Possible Method for Measuring the Proton Form Factors in Processes with and without Proton Spin Flip

TL;DR

This paper proposes a method to measure proton form factors by comparing cross sections with and without proton spin flip, offering a new way to resolve discrepancies in existing measurements.

Contribution

It introduces a novel experimental approach to determine electric and magnetic proton form factors independently through polarized scattering processes.

Findings

Cross section ratios relate to form factor ratios.

Method applicable to various scattering and photoproduction processes.
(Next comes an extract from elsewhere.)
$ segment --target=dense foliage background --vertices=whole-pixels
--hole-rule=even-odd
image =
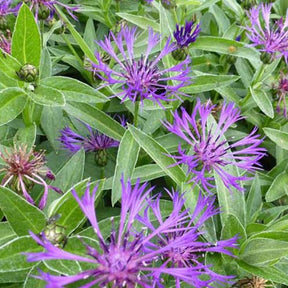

Potential to clarify existing experimental contradictions.

Abstract

The ratio of the squares of the electric and magnetic proton form factors is shown to be proportional to the ratio of the cross sections for the elastic scattering of an unpolarized electron on a partially polarized proton with and without proton spin flip. The initial proton at rest should be polarized along the direction of the motion of the final proton. Similar results are valid for both radiative $ep$ scattering and the photoproduction of pairs on a proton in the Bethe--Heitler kinematics. When the initial proton is fully polarized in the direction of the motion of the final proton, the cross section for the $ep \to ep$ process, as well as for the $ep \to ep \gamma$ and $\gamma p \to e \bar e p$ processes, without (with) proton spin flip is expressed only in terms of the square of the electric (magnetic) proton form factor. Such an experiment on the measurement of the cross sections without and with proton spin flip would make it possible to acquire new independent data on the behavior of $G_E^2(Q^2)$ and $G_M^2(Q^2)$, which are necessary for resolving the contradictions appearing after the experiment of the JLab collaboration on the measurement of the proton form factors with the method of polarization transfer from the initial electron to the final proton.